A couple of months ago, I went for a walk here in Washington, D.C. My
destination was 1228 N Street NW, just two blocks south of Logan
Circle. My mission was to stand before the building described in a Washington Post
article as a "plain three-story brick house ... with a lawn of velvety
grass [and] the words 'School of Cookery'" lettered on the western
facade. But when I arrived at my destination and saw instead a hulking
apartment building and no lawn, I realized that wishful thinking -- or,
rather, the relentless passage of time and perhaps even demolition
cranes -- had gotten the better of me.
In fact, the aforementioned Post article is dated May 3, 1896. The quaint house at 1228 N Street and the School of Cookery no longer exist. In 1906, the school's founder Anna Woodbury (née Lowell) died in her home several blocks from the school at 1319 Massachusetts Avenue -- another house that I later confirmed on the same walk is no more.
I've been drawn to Anna Lowell and inspired to take walks like this in search of her story after encountering an artifact from her life that, unlike the School of Cookery, still exists.
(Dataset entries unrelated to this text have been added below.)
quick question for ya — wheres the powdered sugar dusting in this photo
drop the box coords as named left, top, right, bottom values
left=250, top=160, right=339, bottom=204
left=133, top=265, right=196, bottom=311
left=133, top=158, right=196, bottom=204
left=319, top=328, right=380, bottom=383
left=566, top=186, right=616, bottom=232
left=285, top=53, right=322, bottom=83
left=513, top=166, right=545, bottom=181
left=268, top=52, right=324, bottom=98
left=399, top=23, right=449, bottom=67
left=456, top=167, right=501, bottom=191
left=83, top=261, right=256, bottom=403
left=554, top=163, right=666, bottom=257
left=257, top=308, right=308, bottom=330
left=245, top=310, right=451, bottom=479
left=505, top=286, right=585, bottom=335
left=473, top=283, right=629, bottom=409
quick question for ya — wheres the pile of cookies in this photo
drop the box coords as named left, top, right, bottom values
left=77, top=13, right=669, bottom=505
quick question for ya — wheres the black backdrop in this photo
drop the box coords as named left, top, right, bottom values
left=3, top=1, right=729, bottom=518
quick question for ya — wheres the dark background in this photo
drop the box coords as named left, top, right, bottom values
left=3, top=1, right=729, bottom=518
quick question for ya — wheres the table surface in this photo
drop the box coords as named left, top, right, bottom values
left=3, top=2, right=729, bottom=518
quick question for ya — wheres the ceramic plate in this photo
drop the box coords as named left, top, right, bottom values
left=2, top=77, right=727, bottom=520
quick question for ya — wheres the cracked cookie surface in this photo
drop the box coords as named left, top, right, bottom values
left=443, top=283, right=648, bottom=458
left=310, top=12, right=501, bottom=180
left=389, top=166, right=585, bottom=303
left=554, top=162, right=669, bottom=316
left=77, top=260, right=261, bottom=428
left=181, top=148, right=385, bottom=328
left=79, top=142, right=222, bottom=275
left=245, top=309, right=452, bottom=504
At the National Library of Medicine one can view a photographic album presented to Lowell in 1864 by a group of attendants in D.C.'s Armory Square Hospital. In 1862, having recently been trained as a nurse, Lowell had traveled from Cambridge to D.C. and immediately gotten to work. Lowell -- niece of the famous poet and critic James Russell Lowell -- initially served as a nurse on a hospital ship, the Daniel Webster, and, for the remainder of the Civil War, volunteered in Ward K of the Armory Square Hospital.